- Esta actualización forma parte de la residencia FRONTIERS en la Fundación Carlos Simón. En este primer mes, Marit Bonne comparte su experiencia inicial con la investigación, el trabajo en laboratorio y el inicio de su proyecto de pódcast.

¡El tiempo vuela! No puedo creer que ya haya pasado un mes. Ha sido un placer conocer a todas las personas que trabajan en la Fundación Carlos Simón, tanto a nivel profesional como personal.
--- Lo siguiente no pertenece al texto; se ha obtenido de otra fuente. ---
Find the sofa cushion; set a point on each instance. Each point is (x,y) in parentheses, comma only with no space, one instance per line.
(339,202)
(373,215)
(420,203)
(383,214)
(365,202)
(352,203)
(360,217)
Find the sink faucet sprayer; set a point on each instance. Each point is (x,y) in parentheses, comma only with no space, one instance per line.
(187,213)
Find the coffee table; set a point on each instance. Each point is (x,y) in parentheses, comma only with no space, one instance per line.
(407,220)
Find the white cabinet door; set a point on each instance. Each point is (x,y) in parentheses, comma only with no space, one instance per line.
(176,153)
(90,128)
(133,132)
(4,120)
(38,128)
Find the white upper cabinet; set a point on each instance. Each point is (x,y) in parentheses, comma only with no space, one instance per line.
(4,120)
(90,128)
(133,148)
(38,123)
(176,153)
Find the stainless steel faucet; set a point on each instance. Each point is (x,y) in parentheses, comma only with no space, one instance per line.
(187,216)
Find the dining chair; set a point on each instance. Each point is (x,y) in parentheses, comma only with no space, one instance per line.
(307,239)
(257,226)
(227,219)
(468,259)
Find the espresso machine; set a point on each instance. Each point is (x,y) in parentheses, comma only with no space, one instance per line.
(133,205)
He conocido a tanta gente en tan poco tiempo que pido disculpas si he olvidado algún nombre o si me he presentado dos veces 😉
Este primer mes ha estado muy centrado en orientarme entre las distintas líneas de investigación: leer artículos y manuscritos, hablar con investigadores principales, postdoctorales, doctorandos y técnicos de laboratorio, observar protocolos y acompañar a investigadores al microscopio confocal. A veces, la cantidad de información y técnicas nuevas me resultaba abrumadora, especialmente al principio, pero poco a poco fui sintiéndome más cómoda. Además, me ha encantado volver a estar en el laboratorio, rodeada de científicos, viendo cómo trabajan con las muestras y cómo, en ocasiones, las cosas no salen como se esperaba (porque una báscula nunca funciona cuando la necesitas). Me ha resultado incluso nostálgico.
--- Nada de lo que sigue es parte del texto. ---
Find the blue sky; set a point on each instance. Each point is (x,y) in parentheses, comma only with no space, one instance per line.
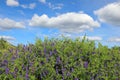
(21,21)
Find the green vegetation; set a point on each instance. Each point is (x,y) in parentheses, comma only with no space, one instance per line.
(59,59)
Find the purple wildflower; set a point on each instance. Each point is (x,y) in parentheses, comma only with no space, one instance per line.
(7,70)
(26,75)
(45,50)
(51,53)
(76,79)
(58,60)
(5,62)
(85,64)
Al mismo tiempo, he empezado a trabajar en el pódcast. Esto ha implicado adentrarme en un formato en el que todavía no tenía experiencia, y debo decir que es todo un reto. He pedido el equipo, he escuchado otros pódcast, he probado distintas estructuras narrativas y he empezado a definir qué quiero contar en cada episodio. A veces no hace falta reinventar la rueda, así que también he recurrido a expertos en pódcast en Países Bajos para pedir consejo. En los próximos meses empezaré a grabar, y tengo muchas ganas.
Este primer mes también ha sido una inmersión en la cultura española: almuerzos con bocadillo los viernes (con aceitunas y cacahuetes incluidos), desayunos de cumpleaños, una victoria en los bolos (hihi), intentar no asustarme con los petardos durante Fallas y empezar a familiarizarme con el idioma y la música. Todo el mundo aquí ha sido muy cercano y abierto, algo que valoro mucho tanto como periodista como en lo personal.
Creo que empezar es siempre la parte más difícil de cualquier proceso creativo, y este mes lo he comprobado. Aun así, siento que cada vez entiendo mejor el trabajo que se realiza en la Fundación y estoy más cerca de la historia que quiero contar. Tengo muchas ganas de ver qué traen los próximos meses.